Loyola Palacios, Margot
Nací con el ritmo de la cueca. Diez años de cantarla y bailarla en rodeos me permitieron penetrar e internalizar hasta la embriaguez y el delirio su cuerpo, su espíritu y su latido interno. Del rodeo y la fonda popular ¡oh milagro! pasé a la Universidad de Chile que me ofreció clases en sus famosas Escuelas de Temporada... eran los tiempos de Don Juvenal Hernández y Doña Amanda Labarca. Así recorrí el país durante 14 años, enseñando y aprendiendo. Así también llegué a los libros, documentándome acerca de su desarrollo en el tiempo, sus posibles orígenes, tema sobre el cual aún discuten historiadores, musicólogos y folkloristas, los que sin aunar criterios le asignan diversas fuentes: arábigo-andaluz, africano (del lariate de Quillota), hispano, mapuche, diaguita, etc., y la curiosa propuesta que adjudica su creación a nuestro prócer Don Bernardo O’Higgins. Sin embargo, de tanto discutir acerca de su nacimiento y establecer esquemas coreográficos rígidos y actitudes corporales estereotipadas, se nos está escapando su esencia y su presente que ya es parte de nuestra historia.

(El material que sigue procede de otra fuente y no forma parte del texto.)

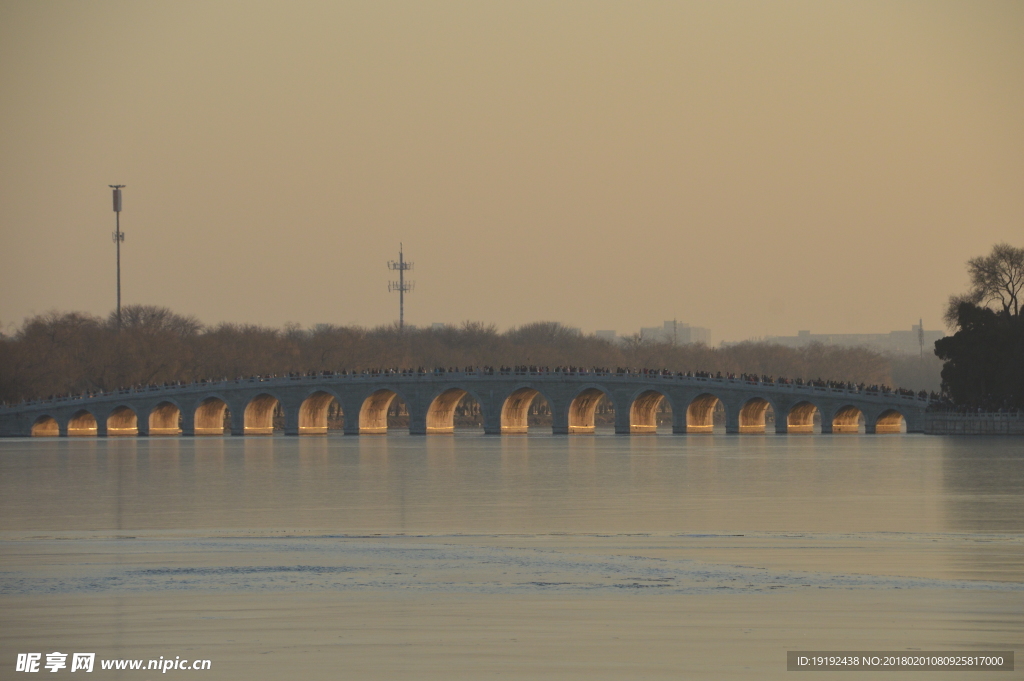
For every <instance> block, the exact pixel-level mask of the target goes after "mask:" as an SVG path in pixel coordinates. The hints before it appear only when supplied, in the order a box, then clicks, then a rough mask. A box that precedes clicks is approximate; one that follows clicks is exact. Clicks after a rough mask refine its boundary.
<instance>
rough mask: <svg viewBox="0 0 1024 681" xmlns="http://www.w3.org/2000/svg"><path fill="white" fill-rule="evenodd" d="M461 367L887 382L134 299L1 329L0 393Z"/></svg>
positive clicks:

Después de un profundo contacto con nuestra cueca nacional pude, con gran esfuerzo y no menos sacrificios, iniciar mis observaciones en fuentes vivas del Perú, Argentina, Ecuador, Guatemala y México, sin apartar mis sentidos de nuestra danza. Esto me permitió revisar y comparar los principales elementos que la configuran, tales como texto, estructura y forma musical, pasos y diseño de piso, estos últimos haciendo entrever su relación con ancestrales culturas agrarias. Con estos elementos los pueblos de Chile, Perú, Argentina y Bolivia amalgaman la gran danza de admirable equilibrio, simetría y perfección en la simultaneidad de versos, frases, compases y evoluciones y, lo que es más irrefutable, dictaminan sin mandatos que sea su danza nacional.